If you are among those who believe that everyone called "doctor" wears a stethoscope, hold on to your eyebrows! The word, "doctor," has nothing to do with physicians, health, medicine, surgery, healing people, or fixing things, not even today on a medical school diploma. "Doctor" is a Latin word meaning, "teacher." (Makes sense now, doesn't it?) This is why the title on a U.S. medical school diploma reads "Doctor of Medicine" instead of just "Doctor." People who started all those businesses named "Lawn Doctor," "Plumbing Doctor" and such, apparently, never thought to find out just what doctor means before using the word in their business titles (Lawn Teacher?).
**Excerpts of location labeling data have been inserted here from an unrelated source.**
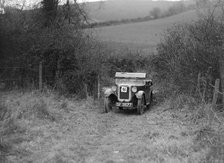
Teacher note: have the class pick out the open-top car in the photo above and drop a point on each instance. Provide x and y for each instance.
(131, 91)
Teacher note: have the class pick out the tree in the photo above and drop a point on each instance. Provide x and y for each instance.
(155, 13)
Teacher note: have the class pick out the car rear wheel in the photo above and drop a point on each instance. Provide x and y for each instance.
(141, 106)
(107, 105)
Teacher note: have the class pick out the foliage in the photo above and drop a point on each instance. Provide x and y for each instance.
(187, 50)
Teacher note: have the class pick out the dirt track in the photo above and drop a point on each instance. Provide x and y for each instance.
(81, 132)
(132, 138)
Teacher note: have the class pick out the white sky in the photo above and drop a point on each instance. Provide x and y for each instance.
(30, 3)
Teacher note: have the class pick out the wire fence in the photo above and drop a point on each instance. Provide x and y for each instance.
(37, 76)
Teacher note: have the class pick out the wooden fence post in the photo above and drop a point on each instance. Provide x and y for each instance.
(98, 87)
(40, 76)
(214, 101)
(221, 69)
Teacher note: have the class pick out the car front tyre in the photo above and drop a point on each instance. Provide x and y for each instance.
(107, 105)
(140, 106)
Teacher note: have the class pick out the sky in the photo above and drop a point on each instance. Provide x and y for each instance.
(30, 3)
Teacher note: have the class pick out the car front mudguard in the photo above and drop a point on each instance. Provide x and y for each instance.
(140, 94)
(108, 92)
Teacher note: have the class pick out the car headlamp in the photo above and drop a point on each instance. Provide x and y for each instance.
(114, 88)
(134, 89)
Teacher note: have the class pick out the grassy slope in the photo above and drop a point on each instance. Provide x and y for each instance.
(45, 127)
(124, 9)
(144, 34)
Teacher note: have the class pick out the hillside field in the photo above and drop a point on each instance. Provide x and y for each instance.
(144, 35)
(125, 9)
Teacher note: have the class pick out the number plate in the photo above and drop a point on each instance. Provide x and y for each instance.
(124, 89)
(119, 104)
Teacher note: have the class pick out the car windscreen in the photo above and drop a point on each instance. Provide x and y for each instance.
(130, 81)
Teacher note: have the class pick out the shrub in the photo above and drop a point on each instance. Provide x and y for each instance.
(187, 50)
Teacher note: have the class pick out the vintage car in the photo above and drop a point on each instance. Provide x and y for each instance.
(131, 91)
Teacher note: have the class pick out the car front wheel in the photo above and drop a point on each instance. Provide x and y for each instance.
(141, 106)
(107, 105)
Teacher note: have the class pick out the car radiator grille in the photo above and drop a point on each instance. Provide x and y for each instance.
(124, 92)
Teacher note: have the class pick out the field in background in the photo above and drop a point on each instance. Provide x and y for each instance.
(46, 127)
(125, 9)
(144, 35)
So, how did people come to think that doctor equals physician? One can guess that this popular misusage resulted from the amount of contact "ordinary" people have had with someone having "Doctor" as their title: people have been more likely to meet a physician during their lifetimes than someone, say, with a Ph.D. in electrical engineering. People in the media, in ignorance or purposefully, perpetuate this misusage. So do many physicians and, even, non-M.D. people having earned Ph.D.s or other doctorates. Legitimate dictionaries list multiple "definitions" of doctor. But beside original definitions, legitimate dictionaries also commonly include misusages of words as they come into fashion and stay a while.

We're not sure why the U.S. medical school diploma was titled "Doctor of Medicine" rather than "Physician" or "Practitioner of Medicine," however, a possibility: a long-ago application of the word, "teacher," was in addressing persons held in high regard in their vocations, therefore, the regard presumed of persons gaining the physician's diploma. One example of the regard application of "teacher" can be found in a Christian bible's new testament, wherein Jesus is occasionally referred to as "teacher." The use of "doctor" is obvious in the Latin-language bible version, corresponding to "teacher" in English translations. One English translation, however, uses "master" instead of "teacher."